Bay Area company reinvents the egg

SAN FRANCISCO

Senior Scientist Doug Ivey, Ph.D., showed off their latest creation: Scrambled eggs made without eggs.

"I can tell you that it is a bean, and it has the gelling qualities that allow it to scramble like an egg," says Ivey.

Hampton Creek is located in a loft-style building in the South of Market area. It feels like a cross between a bio-tech start up and a neighborhood restaurant.

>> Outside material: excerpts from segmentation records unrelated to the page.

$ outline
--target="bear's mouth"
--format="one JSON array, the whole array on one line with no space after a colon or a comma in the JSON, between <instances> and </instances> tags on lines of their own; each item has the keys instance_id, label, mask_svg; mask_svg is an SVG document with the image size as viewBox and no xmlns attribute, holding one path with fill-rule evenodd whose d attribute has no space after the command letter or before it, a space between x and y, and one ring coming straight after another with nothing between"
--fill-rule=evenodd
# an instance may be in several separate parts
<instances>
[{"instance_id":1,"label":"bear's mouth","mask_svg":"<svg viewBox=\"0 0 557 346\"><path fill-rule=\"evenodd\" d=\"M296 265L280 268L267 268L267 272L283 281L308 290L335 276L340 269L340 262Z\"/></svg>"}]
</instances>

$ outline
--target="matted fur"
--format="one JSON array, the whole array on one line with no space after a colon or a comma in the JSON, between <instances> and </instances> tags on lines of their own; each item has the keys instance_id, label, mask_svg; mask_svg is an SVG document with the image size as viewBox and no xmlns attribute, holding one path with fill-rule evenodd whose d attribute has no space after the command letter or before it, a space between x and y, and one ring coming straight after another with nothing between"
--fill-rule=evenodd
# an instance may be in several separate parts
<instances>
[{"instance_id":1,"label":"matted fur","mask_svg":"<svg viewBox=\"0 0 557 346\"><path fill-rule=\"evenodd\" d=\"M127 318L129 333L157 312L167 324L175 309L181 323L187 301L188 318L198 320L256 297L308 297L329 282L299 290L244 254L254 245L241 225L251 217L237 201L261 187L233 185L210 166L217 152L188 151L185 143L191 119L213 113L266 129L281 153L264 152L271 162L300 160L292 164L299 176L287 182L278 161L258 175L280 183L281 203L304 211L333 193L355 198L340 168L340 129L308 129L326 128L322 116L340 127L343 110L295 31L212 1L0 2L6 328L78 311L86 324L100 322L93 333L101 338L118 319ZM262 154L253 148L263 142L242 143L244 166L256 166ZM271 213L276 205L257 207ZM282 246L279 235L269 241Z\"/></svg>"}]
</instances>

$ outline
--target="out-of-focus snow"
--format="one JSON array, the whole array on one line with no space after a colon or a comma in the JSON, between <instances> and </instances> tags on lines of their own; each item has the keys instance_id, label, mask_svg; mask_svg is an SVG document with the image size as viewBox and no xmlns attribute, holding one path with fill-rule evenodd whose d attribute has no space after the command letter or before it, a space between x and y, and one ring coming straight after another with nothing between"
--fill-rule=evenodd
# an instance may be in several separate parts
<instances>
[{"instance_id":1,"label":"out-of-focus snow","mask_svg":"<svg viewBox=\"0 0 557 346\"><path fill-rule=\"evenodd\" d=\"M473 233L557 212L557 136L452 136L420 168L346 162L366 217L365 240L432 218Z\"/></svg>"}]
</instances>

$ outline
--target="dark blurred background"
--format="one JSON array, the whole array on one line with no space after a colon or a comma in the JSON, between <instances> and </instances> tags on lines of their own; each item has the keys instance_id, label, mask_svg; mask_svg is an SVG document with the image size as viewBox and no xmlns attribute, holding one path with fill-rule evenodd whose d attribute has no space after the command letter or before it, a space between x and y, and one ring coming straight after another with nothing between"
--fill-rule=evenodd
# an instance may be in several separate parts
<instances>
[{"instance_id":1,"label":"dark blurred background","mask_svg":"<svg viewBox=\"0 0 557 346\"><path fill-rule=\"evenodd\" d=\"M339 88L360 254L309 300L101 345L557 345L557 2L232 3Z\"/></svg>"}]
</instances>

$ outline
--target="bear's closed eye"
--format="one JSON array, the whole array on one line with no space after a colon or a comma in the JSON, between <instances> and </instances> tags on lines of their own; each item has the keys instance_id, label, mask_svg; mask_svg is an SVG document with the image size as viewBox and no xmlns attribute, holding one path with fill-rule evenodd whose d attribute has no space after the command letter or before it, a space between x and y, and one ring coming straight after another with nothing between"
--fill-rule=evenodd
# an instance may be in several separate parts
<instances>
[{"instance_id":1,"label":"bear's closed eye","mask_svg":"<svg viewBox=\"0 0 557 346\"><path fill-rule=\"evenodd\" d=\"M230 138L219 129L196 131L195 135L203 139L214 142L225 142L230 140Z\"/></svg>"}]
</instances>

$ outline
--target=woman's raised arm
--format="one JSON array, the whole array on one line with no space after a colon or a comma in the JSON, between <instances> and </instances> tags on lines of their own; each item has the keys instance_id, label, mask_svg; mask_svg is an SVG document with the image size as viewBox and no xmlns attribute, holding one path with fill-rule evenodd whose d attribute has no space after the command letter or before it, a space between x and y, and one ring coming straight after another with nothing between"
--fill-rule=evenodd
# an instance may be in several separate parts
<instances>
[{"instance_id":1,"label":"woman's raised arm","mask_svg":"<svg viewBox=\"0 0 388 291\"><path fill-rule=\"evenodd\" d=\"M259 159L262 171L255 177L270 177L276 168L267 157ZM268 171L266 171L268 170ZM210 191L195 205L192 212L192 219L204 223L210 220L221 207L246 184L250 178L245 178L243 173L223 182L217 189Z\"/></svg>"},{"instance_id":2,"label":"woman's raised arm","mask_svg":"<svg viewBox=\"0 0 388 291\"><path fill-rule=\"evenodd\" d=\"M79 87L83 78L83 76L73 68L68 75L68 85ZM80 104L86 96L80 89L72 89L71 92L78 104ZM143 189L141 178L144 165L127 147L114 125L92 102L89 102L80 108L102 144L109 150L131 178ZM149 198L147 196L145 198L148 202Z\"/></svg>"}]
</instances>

Its goal, according to founder Josh Tetrick, is nothing short of moving the world's food supply away from animal-based products.

"So, we do that by focusing on one element of the food system, of our broken system, global egg production, because it's particularly unsustainable," he said.

Tetrick's team analyzes plants from around the world, breaking them down into their molecular components and testing their properties. Next comes a spirited process of recipe testing that recently included eggless mayonnaise.

Chef Chris Jones is Culinary Director of Innovations.

"When we were first working with our mayo formula," he remembers, "we were on run No. 9, our ninth iteration. We all tasted it, and it was one of those moments, you're like, 'that's where it's at!'"

Even those successes are refined over and over again. Their properties are logged and compared to other versions. So far the research has resulted in eggless mayonnaise and eggless cookies and muffins that are hard to tell from the originals. And of course, there are the scrambled non-eggs.

The company hopes to begin distributing their products through grocery stores in the U.S. But eventually the plan is to create cheaper and healthier alternatives for distribution throughout the developing world, where they believe the impact would be the greatest.

"So we like to think not only how to satisfy folks in Alabama, but how we can give food to the 1.3 billion people who go to bed hungry every single night," Tetrick said.

They believe the first step is reinventing the egg. According to the United Nations, global demand for eggs was about 14 million tons a decade ago. That's expected to nearly triple by the end of this decade.